Trends Matter as Much as Absolute Values

Single-point measurements are a snapshot. Trends over time tell a more useful story. A testosterone that has gone from 680 to 410 over three years hasn't crossed a reference range threshold; both values are "normal." But the trajectory is telling you something important about what's happening to this person's physiology, and addressing it before it becomes a clinical problem is exactly what performance medicine is designed to do.

This is one of the reasons we build serial monitoring into our protocols. Not to chase numbers, but to understand what's moving, in which direction, and whether the interventions we're using are working.

Lab work without clinical interpretation is data. Lab work reviewed by a physician who understands the clinical picture, knows the history, and can identify patterns across multiple values, that's information you can actually use.

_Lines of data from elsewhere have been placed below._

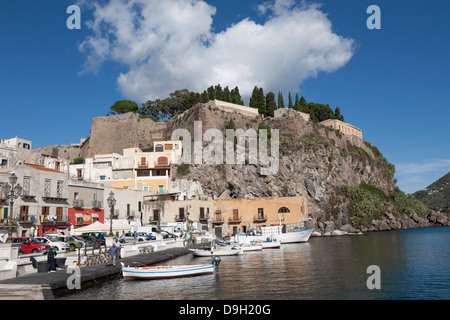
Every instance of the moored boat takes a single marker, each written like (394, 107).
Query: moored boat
(165, 272)
(276, 233)
(271, 244)
(216, 251)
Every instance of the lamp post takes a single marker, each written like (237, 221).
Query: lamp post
(12, 191)
(111, 203)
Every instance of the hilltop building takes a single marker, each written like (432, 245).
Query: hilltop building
(343, 127)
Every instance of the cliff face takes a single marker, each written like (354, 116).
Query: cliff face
(348, 182)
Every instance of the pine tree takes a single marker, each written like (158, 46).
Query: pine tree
(297, 102)
(270, 104)
(280, 100)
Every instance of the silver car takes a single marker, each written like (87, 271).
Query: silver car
(60, 246)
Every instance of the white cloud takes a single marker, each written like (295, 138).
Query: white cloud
(417, 176)
(168, 45)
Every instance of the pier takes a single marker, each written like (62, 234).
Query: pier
(47, 286)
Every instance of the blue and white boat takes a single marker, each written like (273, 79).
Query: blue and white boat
(275, 232)
(165, 272)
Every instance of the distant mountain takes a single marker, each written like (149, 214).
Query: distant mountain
(437, 195)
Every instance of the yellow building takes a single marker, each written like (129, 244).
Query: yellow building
(226, 216)
(146, 170)
(343, 127)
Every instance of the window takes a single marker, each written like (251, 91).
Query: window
(47, 187)
(181, 213)
(23, 213)
(45, 211)
(59, 188)
(283, 210)
(202, 213)
(26, 186)
(59, 213)
(235, 214)
(163, 161)
(261, 213)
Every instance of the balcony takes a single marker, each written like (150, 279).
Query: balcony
(179, 218)
(77, 203)
(260, 218)
(235, 220)
(218, 219)
(96, 204)
(143, 165)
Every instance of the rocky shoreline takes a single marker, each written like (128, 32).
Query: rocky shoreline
(388, 223)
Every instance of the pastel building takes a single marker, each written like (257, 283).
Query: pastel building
(225, 216)
(343, 127)
(136, 169)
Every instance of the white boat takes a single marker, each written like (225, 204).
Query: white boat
(276, 233)
(218, 251)
(246, 246)
(271, 244)
(165, 272)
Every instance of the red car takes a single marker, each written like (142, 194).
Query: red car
(30, 245)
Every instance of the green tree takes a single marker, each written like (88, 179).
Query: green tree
(123, 106)
(257, 100)
(178, 101)
(280, 100)
(236, 96)
(337, 114)
(271, 106)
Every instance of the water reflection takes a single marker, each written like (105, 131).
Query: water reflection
(414, 265)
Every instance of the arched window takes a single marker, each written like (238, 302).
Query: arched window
(283, 210)
(163, 161)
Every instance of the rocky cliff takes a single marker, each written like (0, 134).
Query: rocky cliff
(348, 182)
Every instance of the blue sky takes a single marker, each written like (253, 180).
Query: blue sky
(392, 83)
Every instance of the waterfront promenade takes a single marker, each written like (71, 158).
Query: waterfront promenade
(47, 286)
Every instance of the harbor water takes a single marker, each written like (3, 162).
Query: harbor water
(413, 264)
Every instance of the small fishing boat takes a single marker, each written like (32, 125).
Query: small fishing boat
(276, 232)
(165, 272)
(216, 251)
(271, 244)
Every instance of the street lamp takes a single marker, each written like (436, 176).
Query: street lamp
(111, 203)
(12, 191)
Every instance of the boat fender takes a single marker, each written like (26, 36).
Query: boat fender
(216, 262)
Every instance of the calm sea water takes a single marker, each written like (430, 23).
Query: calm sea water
(414, 264)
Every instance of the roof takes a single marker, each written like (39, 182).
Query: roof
(42, 168)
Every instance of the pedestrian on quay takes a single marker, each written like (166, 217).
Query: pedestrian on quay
(118, 245)
(51, 261)
(113, 252)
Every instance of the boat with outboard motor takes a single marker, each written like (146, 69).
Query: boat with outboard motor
(165, 272)
(274, 232)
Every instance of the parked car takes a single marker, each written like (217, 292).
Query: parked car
(129, 236)
(148, 236)
(97, 236)
(167, 234)
(73, 241)
(59, 245)
(30, 245)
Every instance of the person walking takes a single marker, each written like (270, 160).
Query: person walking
(113, 252)
(51, 261)
(118, 245)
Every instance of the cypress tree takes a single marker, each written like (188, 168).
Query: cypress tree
(270, 104)
(280, 100)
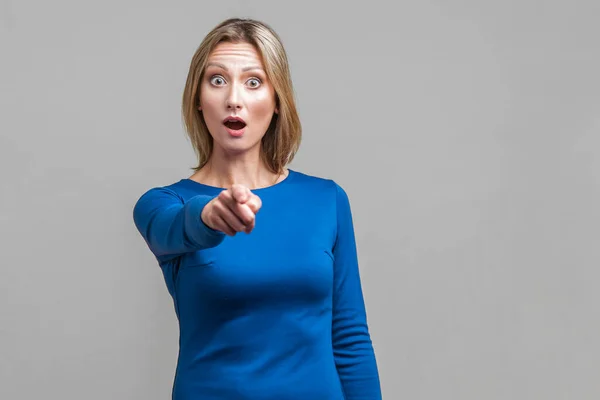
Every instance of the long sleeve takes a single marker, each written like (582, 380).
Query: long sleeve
(353, 349)
(171, 226)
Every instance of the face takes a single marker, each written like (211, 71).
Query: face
(235, 85)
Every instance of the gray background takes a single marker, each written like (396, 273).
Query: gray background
(466, 133)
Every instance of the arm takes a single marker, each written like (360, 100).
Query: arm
(170, 227)
(353, 350)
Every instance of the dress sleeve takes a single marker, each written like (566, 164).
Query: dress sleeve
(171, 226)
(352, 346)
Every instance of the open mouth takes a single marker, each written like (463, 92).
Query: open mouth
(235, 125)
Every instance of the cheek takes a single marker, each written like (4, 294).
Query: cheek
(264, 104)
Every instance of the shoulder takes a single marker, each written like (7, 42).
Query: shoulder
(322, 185)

When we sit down with someone's labs, we're not looking for red flags. We're looking for a coherent story. The individual numbers matter less than what they look like together, whether they paint a picture of a metabolic system under stress, a hormone axis that's flagging, or a recovery capacity that's been quietly declining. That picture is what drives the clinical conversation, and it's a picture the reference ranges alone can't draw.